I am reading an article talking about the mathematics in football (link: https://plus.maths.org/content/ball ). In the second part, it asks if a player should risk being sent off in order to gain the opportunity of having a goal, providing that a foul will not lead to penalty kick.
I am not sure about what the writer talks about in the following part, especially the notation of 'crossover time'. Would someone help out me in understanding the writer's claim?
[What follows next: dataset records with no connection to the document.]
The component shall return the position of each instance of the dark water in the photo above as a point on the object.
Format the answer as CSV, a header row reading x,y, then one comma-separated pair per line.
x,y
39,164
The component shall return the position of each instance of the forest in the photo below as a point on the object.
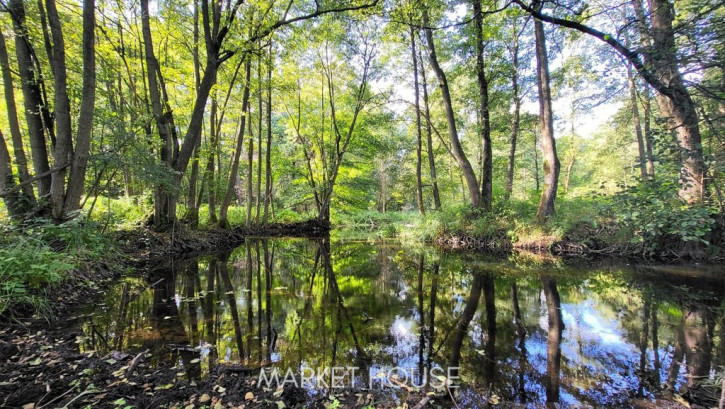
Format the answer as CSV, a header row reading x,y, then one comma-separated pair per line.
x,y
146,142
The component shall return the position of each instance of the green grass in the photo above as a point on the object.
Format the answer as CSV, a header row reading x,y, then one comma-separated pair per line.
x,y
35,258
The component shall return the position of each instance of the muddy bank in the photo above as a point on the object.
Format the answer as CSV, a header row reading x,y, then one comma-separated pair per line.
x,y
144,245
45,369
584,248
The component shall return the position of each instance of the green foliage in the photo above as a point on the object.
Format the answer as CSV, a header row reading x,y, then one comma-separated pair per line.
x,y
656,217
28,270
35,258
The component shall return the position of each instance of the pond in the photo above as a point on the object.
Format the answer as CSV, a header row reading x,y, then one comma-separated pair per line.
x,y
523,328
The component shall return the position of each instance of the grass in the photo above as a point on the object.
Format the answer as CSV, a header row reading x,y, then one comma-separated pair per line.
x,y
514,220
35,258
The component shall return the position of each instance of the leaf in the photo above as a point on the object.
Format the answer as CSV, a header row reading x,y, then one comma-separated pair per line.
x,y
164,387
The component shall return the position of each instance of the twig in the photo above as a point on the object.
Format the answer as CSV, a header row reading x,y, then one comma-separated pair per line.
x,y
56,398
135,361
451,395
422,403
85,392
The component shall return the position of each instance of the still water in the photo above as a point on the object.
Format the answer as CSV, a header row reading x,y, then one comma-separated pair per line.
x,y
527,329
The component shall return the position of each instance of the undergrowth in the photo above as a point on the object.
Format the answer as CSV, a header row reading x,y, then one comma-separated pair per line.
x,y
35,258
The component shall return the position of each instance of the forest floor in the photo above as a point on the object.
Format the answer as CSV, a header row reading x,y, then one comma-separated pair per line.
x,y
41,365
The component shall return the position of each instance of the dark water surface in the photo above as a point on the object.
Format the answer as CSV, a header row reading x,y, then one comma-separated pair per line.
x,y
529,330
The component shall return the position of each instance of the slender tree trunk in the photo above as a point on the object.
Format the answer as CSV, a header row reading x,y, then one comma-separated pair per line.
x,y
164,201
21,161
648,131
517,112
32,96
484,111
210,167
77,177
231,185
260,118
429,138
678,106
456,148
536,161
268,151
546,119
637,123
419,136
192,206
250,170
10,195
63,149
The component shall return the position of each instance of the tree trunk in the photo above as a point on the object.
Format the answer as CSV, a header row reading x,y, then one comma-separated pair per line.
x,y
77,177
456,148
662,72
21,161
419,135
637,123
678,106
429,138
546,120
260,117
32,96
165,197
517,113
250,170
223,221
536,161
192,205
268,151
648,132
11,196
484,111
210,167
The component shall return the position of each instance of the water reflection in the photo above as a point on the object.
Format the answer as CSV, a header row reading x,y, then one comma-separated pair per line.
x,y
528,331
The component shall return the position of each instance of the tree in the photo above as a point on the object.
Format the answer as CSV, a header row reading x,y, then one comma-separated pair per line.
x,y
16,137
36,109
546,122
419,134
456,149
660,69
484,110
346,73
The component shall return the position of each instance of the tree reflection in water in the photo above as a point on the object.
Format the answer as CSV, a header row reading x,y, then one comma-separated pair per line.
x,y
630,334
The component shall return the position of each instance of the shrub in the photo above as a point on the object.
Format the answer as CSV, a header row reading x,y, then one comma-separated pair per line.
x,y
656,216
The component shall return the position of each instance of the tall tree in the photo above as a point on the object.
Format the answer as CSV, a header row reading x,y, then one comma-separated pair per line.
x,y
429,137
21,161
234,169
516,96
77,177
661,70
484,112
456,149
35,108
546,121
419,135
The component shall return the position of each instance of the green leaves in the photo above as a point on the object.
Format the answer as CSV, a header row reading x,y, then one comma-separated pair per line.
x,y
657,219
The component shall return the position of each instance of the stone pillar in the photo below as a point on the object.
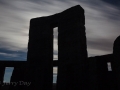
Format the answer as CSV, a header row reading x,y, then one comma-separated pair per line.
x,y
72,50
40,54
116,61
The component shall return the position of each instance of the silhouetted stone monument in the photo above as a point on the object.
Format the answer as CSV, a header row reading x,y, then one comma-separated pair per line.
x,y
116,61
72,50
72,53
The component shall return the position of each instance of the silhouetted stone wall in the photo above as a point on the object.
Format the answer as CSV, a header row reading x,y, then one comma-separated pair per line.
x,y
72,55
116,61
72,52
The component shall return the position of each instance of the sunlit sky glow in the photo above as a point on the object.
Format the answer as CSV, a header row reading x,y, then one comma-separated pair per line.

We need to know how likely it is that a goal will be scored if the offence is not committed. This will seldom be an easy judgement to make, but it is crucial to making the right decision. That decision can be neatly described by identifying a crossover time, T, corresponding to the particular chance that a goal will result. A player should risk a red card if, and only if, the crucial moment arises at time T or later. For games at a good professional level, a snapshot of the values is
Chance of a Goal --- Crossover Time
$100\% $ --- 16 minutes
$60\% $ --- 48 minutes
$30\% $ --- 71 minutes
Recall that this table applies when a "professional foul" would not lead to a penalty kick. Even the best players stumble, or mis-hit their shots, so the chance of a goal will only rarely be close to $100\%$. A player who gets sent off in these circumstances before half-time is likely to have made a miscalculation! On the other hand, very late in a tight game, the table suggests that if an attacker has a non-negligible chance of scoring, doing the nasty deed may be best for your team. As a football enthusiast, I dislike this implication of the table. But it suggests the desirability of changing the rules of soccer to encourage fair play: permit a referee to award a penalty kick (or even a goal) if a defender is sent off in these circumstances, wherever the crime is committed!